Posted by: Daryl & Wendy Ashby | March 28, 2010

Exclusionary Clauses

Often contracts for service will provide what is referred to as an “exclusionary clause” which is intended to limit the service provider’s liability should something go terribly wrong.

One such case hit the courts recently and found the service provider negligent to the tune of $160,000. No small change for a small operator.

It appears a building inspector neglected to report on some “rot and moisture” within a pre-purchase inspection of a home the plaintiff’s were purchasing.

The courts determined that the negligence was “not particularly unusual, but the inspector had fallen short of the standard expected of a prudent inspector in discovering a structural instability in the home.”

The inspector had provided the following clause within his standard contract, “The inspection and report are not intended nor are to be used as a guarantee or warranty, expressed or implied, regarding the future adequacy, performance or condition of any inspected structure, item or system, the inspector is not an insurer of any inspected condition.”

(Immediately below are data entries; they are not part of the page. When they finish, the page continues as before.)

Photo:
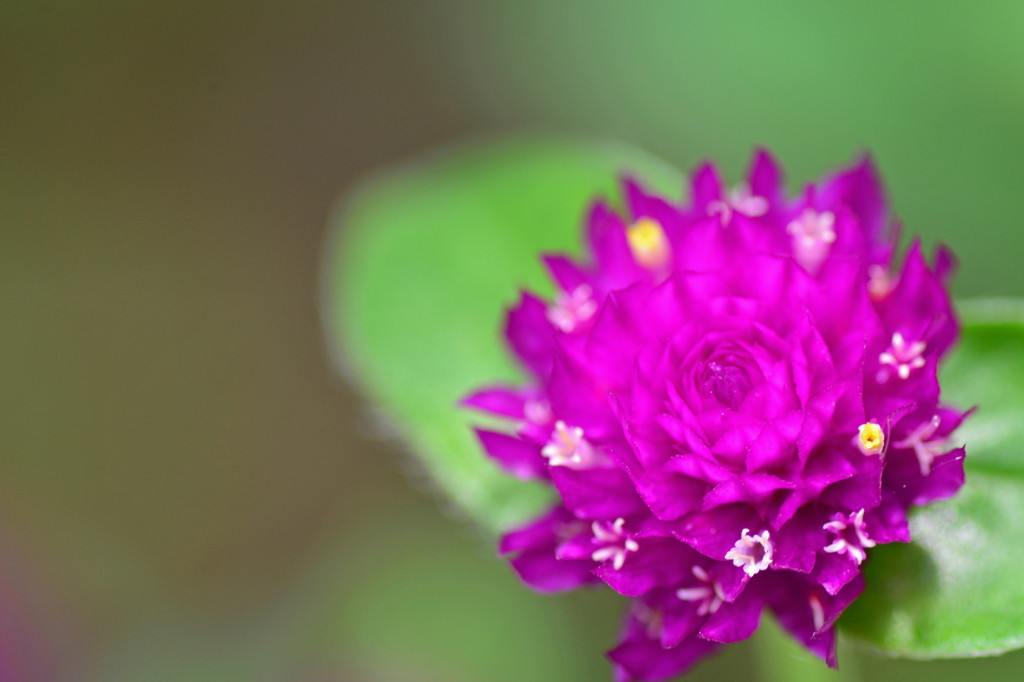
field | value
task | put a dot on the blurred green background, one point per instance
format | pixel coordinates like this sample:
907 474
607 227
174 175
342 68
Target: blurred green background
186 493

Despite the clause, the court found that the clause did not protect the inspector against present adequacy or a condition existent in a structure at the time of inspection. The court further found that the inspector “ought to have known that the buyers intended to rely upon the inspection report, it ws incumbent upon the home inspector to draw to the buyer’s attention the onerous terms of the agreement and ensure that they read and understood them.”

So the lesson for today is; the $400 required for a building inspection can be money well spent, and read and understand all contracts you intend to sign.